Correct, then performant

time to read 2 min | 320 words

Rob Conery just put up an interesting post (more on that later) where he talks about my example of optimizing a page from 32 queries to 4. His conclusion to that was:

I think that's a great sample of a page that was created by a developer who clearly doesn't know their way around a tool

No, it isn't. That developer was me, and that was an explicit decision made when we started working. Up to some limit ( I think it is 50 queries per page ), you can do whatever you want for development. I don't want to waste time of performance when I am developing, because it doesn't really matter when I am developing, and later I can easily start optimizing it without touching anything else in the application.

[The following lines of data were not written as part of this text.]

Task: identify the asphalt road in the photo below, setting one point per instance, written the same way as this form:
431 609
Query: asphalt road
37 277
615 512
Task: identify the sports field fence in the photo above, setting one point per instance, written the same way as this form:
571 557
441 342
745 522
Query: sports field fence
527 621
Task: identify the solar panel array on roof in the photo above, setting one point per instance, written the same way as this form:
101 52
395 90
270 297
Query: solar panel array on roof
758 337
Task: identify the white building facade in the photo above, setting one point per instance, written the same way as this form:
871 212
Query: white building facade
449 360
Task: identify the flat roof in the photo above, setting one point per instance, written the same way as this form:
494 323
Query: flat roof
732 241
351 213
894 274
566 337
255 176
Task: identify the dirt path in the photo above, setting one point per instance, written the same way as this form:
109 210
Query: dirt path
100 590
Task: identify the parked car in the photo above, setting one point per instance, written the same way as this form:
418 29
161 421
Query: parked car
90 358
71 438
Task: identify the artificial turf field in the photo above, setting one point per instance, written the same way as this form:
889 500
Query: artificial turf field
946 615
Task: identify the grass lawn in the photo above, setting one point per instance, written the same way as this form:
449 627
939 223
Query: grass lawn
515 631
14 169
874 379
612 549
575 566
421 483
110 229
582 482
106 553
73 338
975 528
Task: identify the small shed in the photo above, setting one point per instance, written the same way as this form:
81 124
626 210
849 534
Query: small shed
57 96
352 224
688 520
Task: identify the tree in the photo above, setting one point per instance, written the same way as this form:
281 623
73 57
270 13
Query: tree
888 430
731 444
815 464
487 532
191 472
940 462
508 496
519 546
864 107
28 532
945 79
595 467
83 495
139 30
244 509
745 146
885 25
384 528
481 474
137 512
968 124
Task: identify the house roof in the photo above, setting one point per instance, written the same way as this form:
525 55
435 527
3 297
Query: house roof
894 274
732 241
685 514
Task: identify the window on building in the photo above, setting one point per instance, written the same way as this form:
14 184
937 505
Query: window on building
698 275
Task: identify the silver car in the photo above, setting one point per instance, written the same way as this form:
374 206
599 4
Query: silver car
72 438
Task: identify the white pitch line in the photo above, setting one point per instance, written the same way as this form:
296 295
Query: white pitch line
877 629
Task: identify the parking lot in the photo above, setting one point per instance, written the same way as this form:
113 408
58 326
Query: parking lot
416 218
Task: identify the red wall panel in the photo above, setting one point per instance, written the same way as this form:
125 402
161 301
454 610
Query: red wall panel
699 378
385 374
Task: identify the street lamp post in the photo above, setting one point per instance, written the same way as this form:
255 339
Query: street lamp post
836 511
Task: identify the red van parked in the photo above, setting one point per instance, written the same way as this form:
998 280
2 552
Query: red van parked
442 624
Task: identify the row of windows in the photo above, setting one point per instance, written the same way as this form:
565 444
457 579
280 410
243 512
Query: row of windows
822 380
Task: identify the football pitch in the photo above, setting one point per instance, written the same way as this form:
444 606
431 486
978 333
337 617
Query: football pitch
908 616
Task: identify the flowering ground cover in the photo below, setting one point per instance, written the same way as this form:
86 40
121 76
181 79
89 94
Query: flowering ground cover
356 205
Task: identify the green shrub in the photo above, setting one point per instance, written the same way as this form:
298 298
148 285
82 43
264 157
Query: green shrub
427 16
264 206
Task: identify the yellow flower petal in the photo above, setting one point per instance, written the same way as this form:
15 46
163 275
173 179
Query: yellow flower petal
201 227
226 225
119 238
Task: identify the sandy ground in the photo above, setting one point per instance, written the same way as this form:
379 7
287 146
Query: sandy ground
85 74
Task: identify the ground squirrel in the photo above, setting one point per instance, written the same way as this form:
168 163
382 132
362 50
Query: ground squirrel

Just to give an idea, the relevant page took about a week to build, fairly complex UI, fairly complex interactions, etc. Performance is something that I can ignore until I need to deal with it, and dealing with it is fairly simple. Total time spent optimizing this page? One & a half hours or so. The result was an order of magnitude improvement in performance.

I see this as a success of this approach, because I didn't have to think about performance at all when I built the page. The fun part? I can reduce the number of allowed queries at any time, and catch any "rouge" page and fix that easily as well. Once you did it once, it becomes very easy to understand what is going on.

That is a great example of deciding what matters and when. The first concern is to get it working, get it looking right, and then getting it working fast and performant.

And no, this is not a license to ignore performance at all (using customer.HugeOrderCollection.Count is still out), but it keep you focused on the task at hand.